Neste sentido, é necessário que as autoridades do Chile busquem ferramentas para potencializar o acesso aos serviços de banda larga móvel no mercado. As politicas tendem a aumentar a quantidade de povoados cobertos pelas redes móveis que podem confirmar um avanço significativo com consequências na evolução de economias digitais e na utilização da conectividade para melhorar a condição de vida da população.

Particularmente, tecnologias de banda larga móvel como a LTE e, em um futuro próximo a 5G, se apresentam como aptas para melhorar o acesso à Internet. Já que contam com altas velocidades de acesso e transmissão robusta de dados, além de serviços sem fio que possibilitam alcançar grandes coberturas de forma mais rápida e econômica.

Assim, a estratégia para aumentar a disponibilidade de acesso ao espectro radioelétrico pelas operadoras de serviços móveis é uma medida necessária que deve ser tomada pelas autoridades. Em particular, quando também busca gerar uma agenda que possibilite às operadoras contar com previsibilidade no mercado e oportunidade de planejamento a longo prazo.

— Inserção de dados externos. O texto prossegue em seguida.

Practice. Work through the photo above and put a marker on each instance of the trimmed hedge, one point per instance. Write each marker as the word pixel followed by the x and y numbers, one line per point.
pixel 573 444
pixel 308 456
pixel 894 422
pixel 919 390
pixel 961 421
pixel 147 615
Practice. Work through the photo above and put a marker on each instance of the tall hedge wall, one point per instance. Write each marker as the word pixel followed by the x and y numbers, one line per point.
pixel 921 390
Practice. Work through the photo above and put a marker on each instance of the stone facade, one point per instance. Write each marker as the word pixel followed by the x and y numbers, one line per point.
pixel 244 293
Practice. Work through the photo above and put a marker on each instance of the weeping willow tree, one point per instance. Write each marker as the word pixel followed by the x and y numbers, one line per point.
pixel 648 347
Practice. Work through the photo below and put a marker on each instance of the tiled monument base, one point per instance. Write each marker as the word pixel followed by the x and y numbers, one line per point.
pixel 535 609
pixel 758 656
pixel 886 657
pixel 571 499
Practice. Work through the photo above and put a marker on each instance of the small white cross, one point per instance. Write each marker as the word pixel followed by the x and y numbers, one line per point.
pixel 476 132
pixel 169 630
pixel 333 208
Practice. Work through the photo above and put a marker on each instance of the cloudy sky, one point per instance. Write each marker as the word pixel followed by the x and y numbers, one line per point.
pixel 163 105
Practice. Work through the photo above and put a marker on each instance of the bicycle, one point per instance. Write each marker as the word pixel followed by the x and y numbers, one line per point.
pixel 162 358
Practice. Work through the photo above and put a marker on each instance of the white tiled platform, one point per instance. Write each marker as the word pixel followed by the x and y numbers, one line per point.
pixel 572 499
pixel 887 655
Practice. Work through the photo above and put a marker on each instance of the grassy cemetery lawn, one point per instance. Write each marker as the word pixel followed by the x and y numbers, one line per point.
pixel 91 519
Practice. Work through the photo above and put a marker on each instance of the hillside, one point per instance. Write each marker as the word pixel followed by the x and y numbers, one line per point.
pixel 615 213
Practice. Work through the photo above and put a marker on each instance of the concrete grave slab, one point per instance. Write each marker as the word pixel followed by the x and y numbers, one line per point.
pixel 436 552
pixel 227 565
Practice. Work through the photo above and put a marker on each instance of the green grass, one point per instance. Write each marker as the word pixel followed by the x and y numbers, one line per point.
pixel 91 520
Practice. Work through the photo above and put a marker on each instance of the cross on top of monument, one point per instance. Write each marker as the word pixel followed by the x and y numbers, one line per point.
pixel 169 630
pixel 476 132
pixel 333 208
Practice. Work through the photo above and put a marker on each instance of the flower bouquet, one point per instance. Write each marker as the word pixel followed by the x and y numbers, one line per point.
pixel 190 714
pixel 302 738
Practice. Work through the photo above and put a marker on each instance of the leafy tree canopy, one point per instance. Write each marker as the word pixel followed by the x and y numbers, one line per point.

Outra das medidas necessárias é a redução das travas burocráticas para a construção de redes de telecomunicações. Especialmente no desenvolvimento de antenas para o desenvolvimento de redes móveis. A existência de uma lei nacional que aglutine as demandas de cada um dos municípios é fundamental para que a indústria possa planejar de forma eficiente estas redes.

A redução imposta sobre os terminais de acesso, assim como os componente de redes, é outra a considerar pelas autoridades. Os dispositivos conectados com menor carga impostas tornam-se mais acessíveis, o que permite que uma maior porção da população os acesse. Enquanto que uma redução nos impostos dos componentes de redes permite às operadoras desenvolvimento mais rápido e menos custoso, aumentando assim a cobertura dos serviços.

Estas medidas que buscam aumentar o acesso á internet não apenas permitem potencializar a economia digital chilena, mas também potencializar o desenvolvimento de outros segmentos como a educação, saúde, agricultura, etc. Estes mercados verticais dia a dia utilizam de forma mais eficiente as TIC, potencializando sua produtividade e melhorando as condições de vida dos habitantes. Ainda que para isto seja fundamental que se busque reduzir as distintas exclusões de acesso do mercado.